Very impressive, Illinois. Last week, the former governor, George Ryan (R), was sentenced to six plus years in prison on corruption charges. And now, U.S. Attorney Patrick Fitzgerald (yep, that Patrick Fitzgerald) is investigating current governor Rod Blagojevich (D) for “endemic hiring fraud” (i.e. cronyism). The muck is flying fast.
Sunday’s Chicago Tribune has the latest of what is turning into a very messy investigation:
The FBI is investigating allegations by the wife of Gov. Rod Blagojevich’s former campaign treasurer that her state job may have come in return for a $1,500 personal check her husband wrote to one of Blagojevich’s children….
The governor’s office released a statement Friday saying the check was a gift for his daughter’s 7th birthday from the governor’s best friend and any suggestion otherwise is “simply ludicrous.”
“It is an outrage that we even have to answer this question,” the statement said.
Yes, you read that right. A $1,500 check to a seven year-old girl.
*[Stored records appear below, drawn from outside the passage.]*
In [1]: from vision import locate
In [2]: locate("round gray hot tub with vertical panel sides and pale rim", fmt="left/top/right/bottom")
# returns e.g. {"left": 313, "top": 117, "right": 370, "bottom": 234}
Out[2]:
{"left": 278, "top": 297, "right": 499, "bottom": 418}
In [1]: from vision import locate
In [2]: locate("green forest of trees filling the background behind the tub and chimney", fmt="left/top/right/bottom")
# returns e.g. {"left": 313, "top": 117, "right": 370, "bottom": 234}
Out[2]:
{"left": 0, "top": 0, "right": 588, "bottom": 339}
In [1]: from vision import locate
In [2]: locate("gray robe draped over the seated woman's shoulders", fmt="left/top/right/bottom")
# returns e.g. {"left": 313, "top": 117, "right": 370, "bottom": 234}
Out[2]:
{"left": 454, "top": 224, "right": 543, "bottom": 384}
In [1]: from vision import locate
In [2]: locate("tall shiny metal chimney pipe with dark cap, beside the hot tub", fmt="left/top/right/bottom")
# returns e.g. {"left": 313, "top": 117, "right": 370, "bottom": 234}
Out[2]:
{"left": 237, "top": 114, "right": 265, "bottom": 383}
Continuing…
Beverly Ascaridis, who has already been identified in an internal state probe as receiving special treatment to get her job, confirmed federal agents interviewed her and her husband in recent weeks about the check. It was dated within two weeks after she began her $45,000-a-year job as a state parks administrator in August 2003, according to Ascaridis and sources familiar with the investigation.
And here’s where it gets really good. Ms. Ascaridis is apparently not as appreciative of her state parks gig as she should be. However close her husband is with Gov. Blagojevich, she tells The Tribune “I hate the man [Blagojevich] with every fiber of my being.” So she tipped the feds.
Although Michael Ascaridis has a long-held personal friendship with Blagojevich, Beverly Ascaridis said it was the only time she’s aware that such a check was written to the governor’s family, and that the timing so close to her hire date raised her suspicions.
“Yeah, doesn’t that seem strange?” she said.
Do yourself a favor and read the whole article. I guess the moral of the story is, if you’re going to accept a payoff for doling out a state job, be sure that your crony doesn’t hate you with every fiber of her being.